Why am I being asked to blog?

You are being asked to blog because experience shows that blogging is a good way of collecting your thoughts on a topic, keeping track of your intellectual development, discovering things you want to talk and write about, and building a community with your classmates. Blogs are helpful because they uncover trends in the interests and thoughts of the community, provide reference to interesting resources, and maintain a record of problems and solutions encountered throughout the year.

They are also useful because they encourage you to read with a computer nearby. One of the most important advantages of the internet age is the ease with which we can look things up. Blogging can be a way of intellectually profiting from and passing on things you have looked up during your reading.

What should I blog about?

What you write about in your blog is up to you. Sometimes, you may want to write about something you looked up about a book or author. Other times, you might want to discuss things you didn’t understand or difficult passages you think you can help others with. It might be about emotional responses you had to something we read; or a reflection on things discussed in class or in the hallway. Or a funny anecdote about something to do with the class. The only requirement is that most blog entries should be recognisably connected in some way to something in the current unit of our syllabus class (you’re allowed the occasional one that is not).

How am I being graded?

You are being graded on a pass-fail basis solely on whether you appear to have made a good faith effort to participate. In weeks where you write nothing or write blog entries that do not show what looks like a good faith effort to participate, you will receive a grade of 0%; blog entries that look like you made at least some good faith effort to participate in the discussion, will receive a grade of 100%.
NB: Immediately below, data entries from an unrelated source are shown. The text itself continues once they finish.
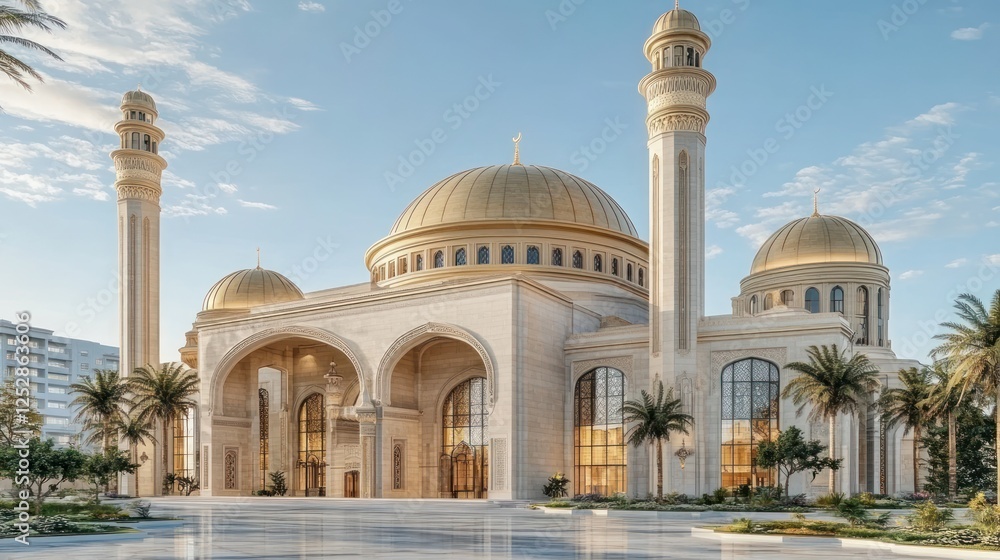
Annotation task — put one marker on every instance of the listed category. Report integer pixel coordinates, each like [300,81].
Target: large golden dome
[244,289]
[514,193]
[817,239]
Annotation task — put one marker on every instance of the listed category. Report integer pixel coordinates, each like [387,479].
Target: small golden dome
[676,19]
[817,239]
[514,193]
[249,288]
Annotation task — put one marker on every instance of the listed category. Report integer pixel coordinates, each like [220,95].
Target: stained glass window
[263,416]
[749,417]
[465,449]
[507,255]
[312,446]
[812,300]
[599,433]
[534,257]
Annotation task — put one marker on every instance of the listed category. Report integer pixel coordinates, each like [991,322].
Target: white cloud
[257,205]
[957,263]
[969,33]
[312,7]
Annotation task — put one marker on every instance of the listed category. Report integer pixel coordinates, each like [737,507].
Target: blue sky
[286,121]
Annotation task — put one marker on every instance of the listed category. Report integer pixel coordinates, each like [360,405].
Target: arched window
[881,318]
[812,300]
[263,418]
[862,313]
[787,298]
[749,417]
[507,255]
[312,446]
[599,433]
[534,256]
[837,300]
[466,435]
[184,444]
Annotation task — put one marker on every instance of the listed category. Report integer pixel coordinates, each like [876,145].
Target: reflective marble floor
[276,528]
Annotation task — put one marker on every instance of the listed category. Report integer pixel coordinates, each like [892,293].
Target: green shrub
[831,500]
[556,486]
[986,517]
[928,517]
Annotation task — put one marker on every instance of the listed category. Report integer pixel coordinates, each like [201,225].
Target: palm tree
[832,384]
[135,432]
[973,350]
[101,402]
[944,398]
[654,421]
[163,394]
[14,20]
[907,405]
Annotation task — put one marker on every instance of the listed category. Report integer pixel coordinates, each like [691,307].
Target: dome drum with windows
[512,219]
[821,264]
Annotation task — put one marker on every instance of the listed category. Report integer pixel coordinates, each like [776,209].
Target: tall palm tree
[945,399]
[101,403]
[973,350]
[908,406]
[14,20]
[134,432]
[655,419]
[833,384]
[163,394]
Can I get bonus marks or redo a missed blog?

Blogs need to be done by the deadline to receive credit. Missed blogs cannot be made up. Everybody is allowed to miss one blog entry in the semester without penalty. This means, for example, that if there are eight blogs assigned in the course, you will receive 100% if you submit seven blogs on time. If you submit eight, you will receive extra credit for the extra blog.

What if I write more blogs than required?

If you right extra blogs in a given week, you will receive 1/2 bonus mark for every extra blog posting, up to a maximum of 1 extra bonus mark per week. Because these are for bonus marks, the standard by which your effort will be judged is a little higher: your entry must show real evidence of effort to receive a bonus mark.

What about comments?

You are not required to comment on blogs. If you do, this will be considered as evidence of participation.

Can I use material from my blog in my essay/unessay?

Yes. Your essay or unessays can reuse material from your blog.